The AMMA is a multidisciplinary voluntary membership association with members representing medicine, chiropractic, naturopathy, naprapathy and massage therapy who utilize massage therapy in their health care practices relative to the diagnosis and treatment of human disease. Lay massage and allied medical members of the AMMA are expected and required to observe and obey state laws protecting the practice of medicine and other state regulatory statutes. Lay massage therapists advertising and practicing medical massage are required to work under the direct in-office supervision of a licensed physician, or as defined by state law.
The AMMA points to the historical tradition of medical massage as practiced and utilized by physicians and allied medical personnel and as used in the corrective and restorative treatment of patients in formal medical and clinical settings. Many unqualified individuals within the general massage community have offered their personal and mostly uneducated opinions of what medical massage is. Nowhere has the AMMA witnessed a valid definition; indeed, most of what has been offered has only furthered misunderstandings and misconceptions within the massage profession. The AMMA views medical massage as a division of the science of manual medicine, which is also represented by manual therapy, physical therapy, osteopathy, chiropractic, naprapathy and other forms of treatment based on manual practices.
The AMMA strongly embraces the precepts and foundations of medicine that are related to scientific research, academic integrity and professional ethics. The AMMA has published numerous papers related to current scientific research as it may be applied to manual medicine and medical massage therapy and continues to provide this information to its members through its published scientific journal, training manuals and other educational materials and programs. The AMMA has stated that valid education in medical massage is predicated upon accepted science and scientifically validated techniques. And, in regards to professional ethics, the AMMA has established that the practice of non-physiological or fringe massage practices is unethical in a medical or clinical setting where patients are being treated for pain and suffering.
The question has been repeatedly asked, "Why call yourself a medical massage therapist?" The answer for the members of the AMMA is based on educational qualifications, medical and clinical training, state regulations and licensure, national board examination and certification, professional membership, and ongoing training and evaluation; however, for the AMMA member, the answer is more accurately related to the division between massage therapists who have met minimal educational standards obtained at substandard massage schools, who are trained in and use unscientific, non-physiological and fringe massage practices, and the standards that have been met by members of the AMMA. From this point of view, medical massage, and its re-establishment, was an idea whose time had come again.

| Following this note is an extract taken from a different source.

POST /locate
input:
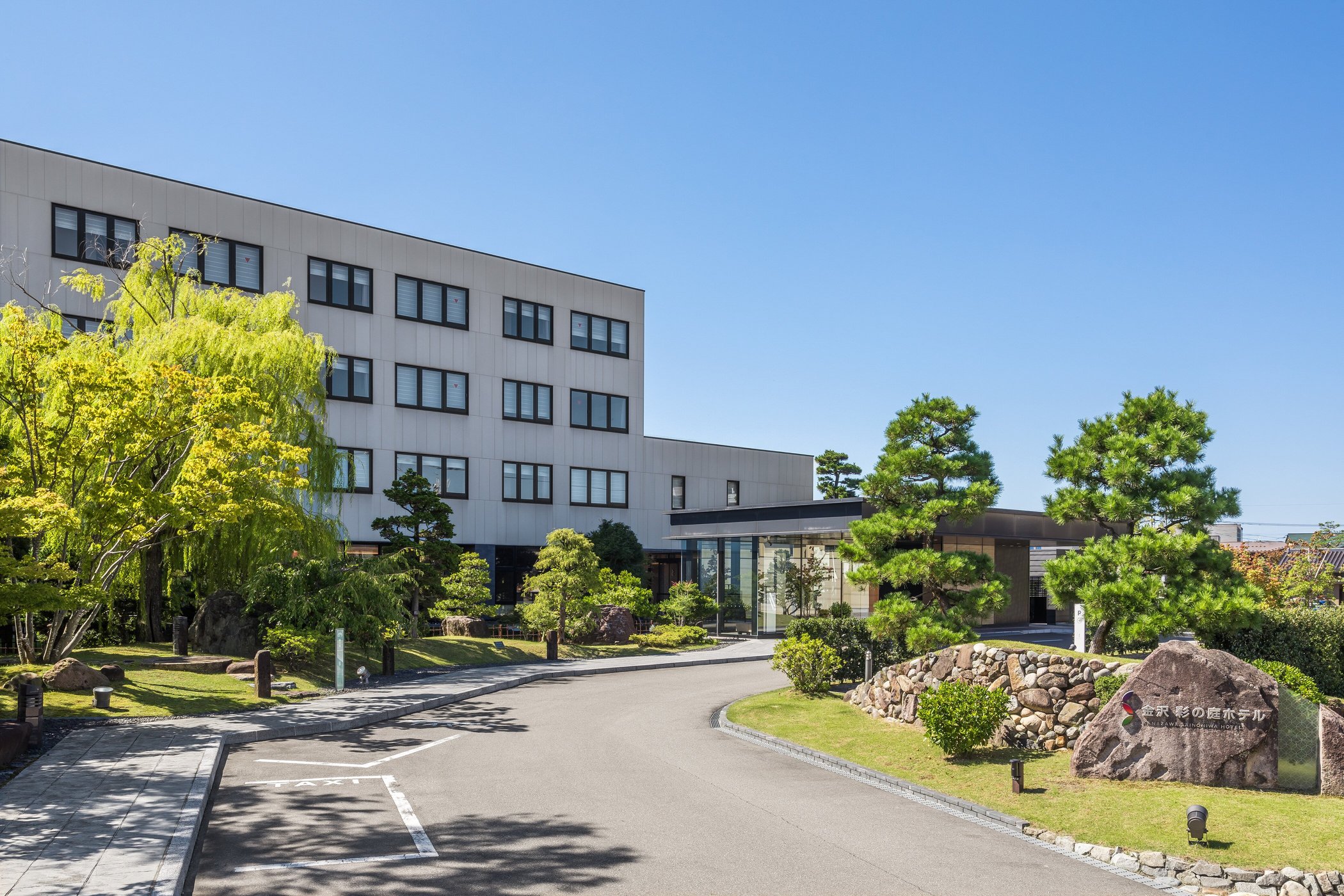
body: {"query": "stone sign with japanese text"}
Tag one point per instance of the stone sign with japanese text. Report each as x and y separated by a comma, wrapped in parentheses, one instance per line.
(1187, 714)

As the various "stakeholders" in the massage profession attempt to define medical massage, we ask them to keep in mind the several thousand current members of the AMMA and their voices. It is the opinion of the AMMA that medical massage will not so much be defined by democratic process as by current and future legal definitions and by scientific and academic process. The AMMA believes that medical massage must be defined in much the same way as physical or occupational therapy has been, by research and clinical studies of its techniques and protocols. We believe that the most important thing that the AMMA can do is call for professional understanding and unity.